La représentation peut alors être évaluée par couches. Le vote des membres fournit l’autorisation corporative. Les indicateurs d’opérateurs montrent où se situe le risque de mise en œuvre. Les preuves d’impact utilisateur montrent les conséquences externes. Aucune couche n’imite une autre.

Cette approche par couches évite deux erreurs courantes. La première est la ploutocratie: donner le contrôle formel au plus grand réseau commercial parce qu’il revendique plus d’utilisateurs. La seconde est la fermeture corporative: traiter tous les effets au-delà des entités membres comme politiquement invisibles.

Les utilisateurs ne sont pas l’électorat légal, mais une institution légitime devrait savoir quand un électorat légal étroit impose des coûts externes étendus.

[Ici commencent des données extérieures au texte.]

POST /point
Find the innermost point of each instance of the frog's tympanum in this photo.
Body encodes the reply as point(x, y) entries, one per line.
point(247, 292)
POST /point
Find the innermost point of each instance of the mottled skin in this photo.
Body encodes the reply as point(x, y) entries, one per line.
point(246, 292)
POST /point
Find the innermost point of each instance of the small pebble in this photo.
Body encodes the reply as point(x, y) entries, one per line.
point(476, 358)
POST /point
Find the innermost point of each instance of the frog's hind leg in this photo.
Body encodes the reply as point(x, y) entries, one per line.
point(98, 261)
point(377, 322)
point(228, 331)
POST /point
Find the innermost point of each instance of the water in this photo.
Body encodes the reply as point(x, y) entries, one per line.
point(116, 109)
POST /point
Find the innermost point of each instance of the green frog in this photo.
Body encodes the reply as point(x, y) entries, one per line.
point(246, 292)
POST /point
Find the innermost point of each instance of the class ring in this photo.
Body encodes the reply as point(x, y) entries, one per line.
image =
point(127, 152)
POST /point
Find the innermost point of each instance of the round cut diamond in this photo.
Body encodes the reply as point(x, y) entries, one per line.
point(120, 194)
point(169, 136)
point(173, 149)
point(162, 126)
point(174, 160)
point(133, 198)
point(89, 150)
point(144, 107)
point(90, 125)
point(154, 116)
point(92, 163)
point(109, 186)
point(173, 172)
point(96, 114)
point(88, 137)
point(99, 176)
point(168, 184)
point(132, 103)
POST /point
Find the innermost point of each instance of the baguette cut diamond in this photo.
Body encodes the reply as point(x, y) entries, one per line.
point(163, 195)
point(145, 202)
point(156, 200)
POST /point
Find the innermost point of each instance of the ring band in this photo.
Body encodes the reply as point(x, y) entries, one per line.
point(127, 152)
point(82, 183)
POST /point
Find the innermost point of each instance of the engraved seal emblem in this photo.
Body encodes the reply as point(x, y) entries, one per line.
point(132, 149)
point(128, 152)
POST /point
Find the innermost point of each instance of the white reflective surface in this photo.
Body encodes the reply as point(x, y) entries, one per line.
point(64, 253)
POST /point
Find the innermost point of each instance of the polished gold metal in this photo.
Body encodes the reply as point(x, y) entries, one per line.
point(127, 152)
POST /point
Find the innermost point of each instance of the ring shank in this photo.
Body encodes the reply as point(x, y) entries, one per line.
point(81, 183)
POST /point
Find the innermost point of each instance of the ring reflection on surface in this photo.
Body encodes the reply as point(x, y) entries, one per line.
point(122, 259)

Les taux échouent lorsque les dates ne coïncident pas

Même des unités correctement étiquetées deviennent trompeuses si les dates diffèrent. Un rapport annuel peut donner l’adhésion au 31 décembre. Une liste d’éligibilité électorale peut être fixée quarante-cinq jours avant le vote. Les bulletins peuvent être clôturés des semaines plus tard. Les entreprises rejoignent, ferment, suspendent ou changent de statut entre chaque point.

Un calcul de participation devrait utiliser le dénominateur d’éligibilité officiel pour ce scrutin, et non le total annuel le plus proche. Si ce dénominateur n’est pas disponible, le rapport ne devrait pas fabriquer de précision à partir d’un instantané.

Les graphiques longitudinalux nécessitent des définitions stables. Si ARIN modifie la qualification des Membres généraux, la série doit marquer la rupture. Si APNIC modifie les paliers ou les règles de procuration, les comparaisons d’unités de vote nécessitent une reformulation ou une mise en garde. Si RIPE NCC modifie le mandat des membres candidats, l’éligibilité change même avec des totaux de membres stables.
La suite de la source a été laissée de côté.